For centuries, Sweden had a tightly-knit population. The Lutheran State Church carefully created and preserved records. Genealogists have traced Swedish ancestors back to the 1600s and beyond. Generations of Lindgren and Johnson ancestors lived in the Jönköping and Kronoberg districts of Småland. Many people didn’t travel more than 30 miles from their home villages in their whole lives.
Swedish society was made up of four major classes: nobles, clergy, townsmen, and peasants. The first three classes were five percent of the population. The other 95 percent were peasants. The peasant class was composed of three sub-classes: landowners, tenant farmers, and laborers. The landowners planned to extend their holdings and the tenants hoped to start their own farms. The laborers were often sons and daughters of tenants. The landowners had a stake in Sweden but the others did not.
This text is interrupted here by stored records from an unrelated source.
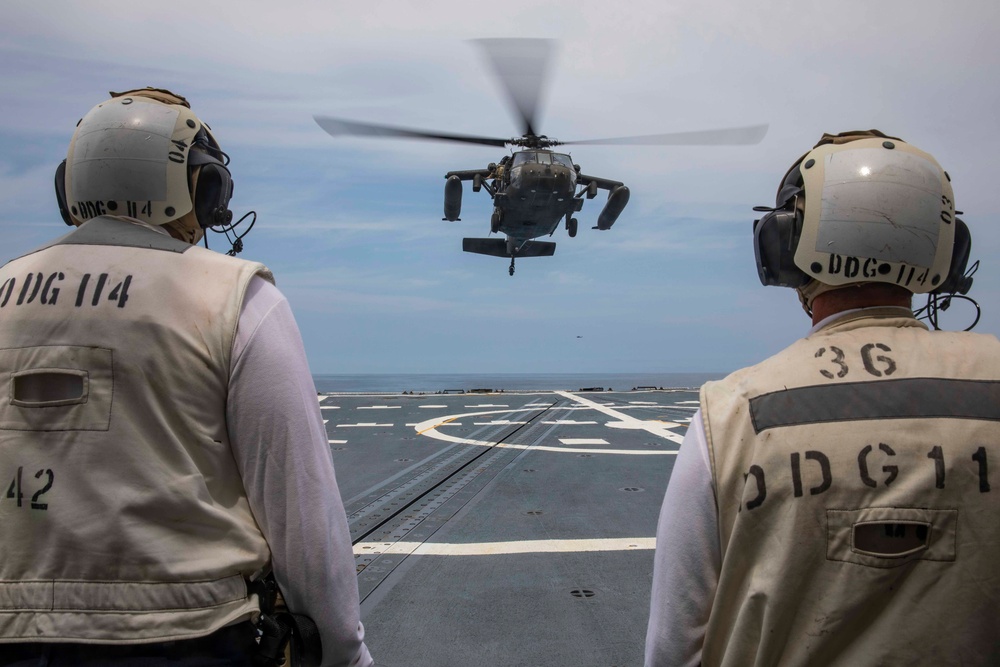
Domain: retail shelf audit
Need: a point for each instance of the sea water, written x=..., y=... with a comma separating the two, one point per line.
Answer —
x=430, y=383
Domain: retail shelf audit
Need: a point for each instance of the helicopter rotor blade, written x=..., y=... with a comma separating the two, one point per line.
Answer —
x=522, y=67
x=339, y=127
x=732, y=136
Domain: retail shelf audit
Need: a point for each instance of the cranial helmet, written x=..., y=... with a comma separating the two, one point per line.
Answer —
x=863, y=207
x=145, y=155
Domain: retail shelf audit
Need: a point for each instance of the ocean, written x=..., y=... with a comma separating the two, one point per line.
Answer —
x=431, y=383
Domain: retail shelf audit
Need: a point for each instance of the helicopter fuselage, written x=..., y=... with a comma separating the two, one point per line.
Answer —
x=536, y=192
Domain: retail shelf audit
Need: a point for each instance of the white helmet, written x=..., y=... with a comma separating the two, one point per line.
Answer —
x=863, y=207
x=145, y=155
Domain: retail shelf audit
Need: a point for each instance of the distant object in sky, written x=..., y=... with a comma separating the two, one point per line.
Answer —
x=535, y=188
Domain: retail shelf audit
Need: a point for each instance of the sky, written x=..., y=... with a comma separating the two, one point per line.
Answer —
x=352, y=228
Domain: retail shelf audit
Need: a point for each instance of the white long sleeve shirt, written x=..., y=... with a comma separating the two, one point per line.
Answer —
x=280, y=445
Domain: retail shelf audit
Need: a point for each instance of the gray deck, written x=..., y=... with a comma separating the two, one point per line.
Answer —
x=512, y=528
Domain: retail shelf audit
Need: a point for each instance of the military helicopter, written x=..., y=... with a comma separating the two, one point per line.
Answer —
x=533, y=189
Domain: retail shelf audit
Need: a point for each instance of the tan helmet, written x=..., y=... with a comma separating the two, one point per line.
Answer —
x=861, y=207
x=145, y=155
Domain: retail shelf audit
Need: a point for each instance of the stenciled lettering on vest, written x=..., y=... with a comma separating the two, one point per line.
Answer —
x=19, y=486
x=868, y=267
x=875, y=364
x=820, y=472
x=44, y=289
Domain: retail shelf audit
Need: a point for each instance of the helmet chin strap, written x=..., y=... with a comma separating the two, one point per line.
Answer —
x=808, y=293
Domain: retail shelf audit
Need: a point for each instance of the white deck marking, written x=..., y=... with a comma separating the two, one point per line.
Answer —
x=501, y=548
x=655, y=427
x=584, y=441
x=430, y=429
x=496, y=422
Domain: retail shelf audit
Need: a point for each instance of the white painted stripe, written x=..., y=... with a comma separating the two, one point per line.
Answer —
x=507, y=548
x=496, y=422
x=430, y=429
x=655, y=427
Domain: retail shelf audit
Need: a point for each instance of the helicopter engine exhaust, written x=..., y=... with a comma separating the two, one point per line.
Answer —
x=617, y=199
x=452, y=198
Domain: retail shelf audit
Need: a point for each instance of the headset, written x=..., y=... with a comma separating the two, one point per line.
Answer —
x=212, y=191
x=777, y=232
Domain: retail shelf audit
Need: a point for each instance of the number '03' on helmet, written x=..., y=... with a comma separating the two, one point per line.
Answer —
x=144, y=154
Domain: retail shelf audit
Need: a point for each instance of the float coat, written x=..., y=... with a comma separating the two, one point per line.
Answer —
x=857, y=516
x=130, y=523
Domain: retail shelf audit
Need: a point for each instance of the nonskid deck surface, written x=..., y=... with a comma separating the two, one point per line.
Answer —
x=509, y=528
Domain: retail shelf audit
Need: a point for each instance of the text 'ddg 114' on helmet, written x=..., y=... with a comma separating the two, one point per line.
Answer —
x=863, y=207
x=144, y=154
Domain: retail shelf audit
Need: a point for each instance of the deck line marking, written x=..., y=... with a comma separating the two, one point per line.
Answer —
x=626, y=421
x=429, y=428
x=506, y=548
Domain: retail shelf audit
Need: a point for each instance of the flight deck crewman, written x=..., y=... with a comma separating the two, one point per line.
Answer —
x=160, y=440
x=837, y=504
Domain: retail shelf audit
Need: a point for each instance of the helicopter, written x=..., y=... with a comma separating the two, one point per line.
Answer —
x=533, y=189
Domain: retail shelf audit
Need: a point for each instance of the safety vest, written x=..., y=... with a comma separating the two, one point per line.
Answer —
x=124, y=518
x=858, y=500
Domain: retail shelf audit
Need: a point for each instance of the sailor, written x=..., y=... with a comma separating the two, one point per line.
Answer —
x=161, y=445
x=837, y=504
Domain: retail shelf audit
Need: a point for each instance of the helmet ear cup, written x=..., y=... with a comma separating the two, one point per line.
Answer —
x=957, y=282
x=213, y=188
x=61, y=193
x=776, y=236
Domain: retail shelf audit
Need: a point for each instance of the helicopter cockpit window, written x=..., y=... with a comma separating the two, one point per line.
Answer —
x=523, y=158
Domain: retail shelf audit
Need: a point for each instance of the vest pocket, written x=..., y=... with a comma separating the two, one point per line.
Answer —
x=888, y=537
x=56, y=388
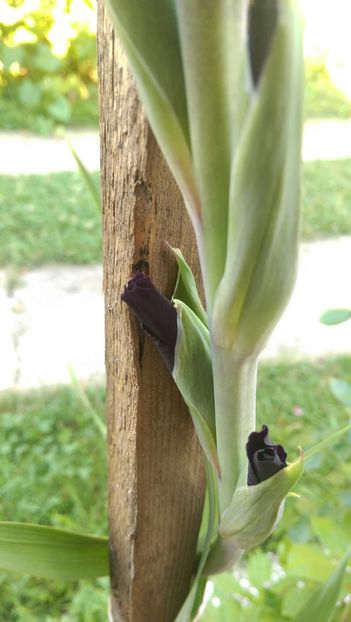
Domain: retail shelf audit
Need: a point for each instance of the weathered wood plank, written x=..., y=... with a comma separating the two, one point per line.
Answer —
x=156, y=481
As the Swedish population grew, a market form of agriculture began to replace subsistence farming. For centuries agriculture had followed feudal traditions. Community land had been divided into strips and patches. Each peasant might have more than 60 disconnected sections of land to cultivate. As the little sections of land were exchanged and joined into larger units, many tenants were uprooted from their old homes and forced to move miles away. After moving short distances, it was easier for peasants to consider moving again. They could go to Swedish cities or even immigrate to the U.S.
In the early 1800s, the government passed laws that consolidated and enclosed the land in an attempt to increase food production. The reforms were designed to strengthen the national economy, but agricultural changes moved slowly. By 1850 the process of consolidation was only half completed.
The peasant class became more divided as prosperous peasants bought more land and increased their wealth, while those with little or no land got poorer. The agrarian reforms created a breeding ground for potential emigrants. One historian claimed that the destruction of the feudal land system in Sweden did more to stimulate emigration to the U.S. than any other single factor.
Another reason to emigrate was religious persecution. The Lutheran State Church of Sweden had grown lax and corrupt by 1850. Lutheran pastors made brännvin, a liquor distilled from potatoes or grain, and sold it to their congregants. Pious Swedes abstained from alcohol. They held illegal church services outside or in their homes. Officials broke up such meetings and fined the members or put them in jail. Pious Swedes also objected to illegitimate children born to unwed mothers. Faithful Swedes wanted to worship in America, where they could express their beliefs in their own way.
Another reason to emigrate was three consecutive years of famine, which Aunt Nellie called “The Hard Years.” A harsh winter in 1867 led to poor harvests, starving livestock, and high prices. The following two years brought drought and famine. Some government officials advised hungry people to eat bark bread made from lichen. National supplies of flour went mostly to the upper classes; some trickled down to the poor. John Peter Johnson and Johanna Dorothea Burman immigrated with separate groups in the late 1860s. They met in Altona, Illinois and married there.
Peter Gustav Magnusson, his wife Ingrid and their children, Amanda, John, Frank, Ida, Selma and Jennie, lived in Kronoberg at Norratorp (the north farm). Norratorp consisted of 14.28 acres of land on the Lågan River, but just nine or ten acres were tillable. John and Frank Petersson were in the third wave of immigration. They changed their names to Lindgren when they immigrated to America in the early 1890s.
All of these “push” factors prepared Swedes to leave their country. Stories and letters about freedom and abundant land were “pull” factors that drew Swedes to America.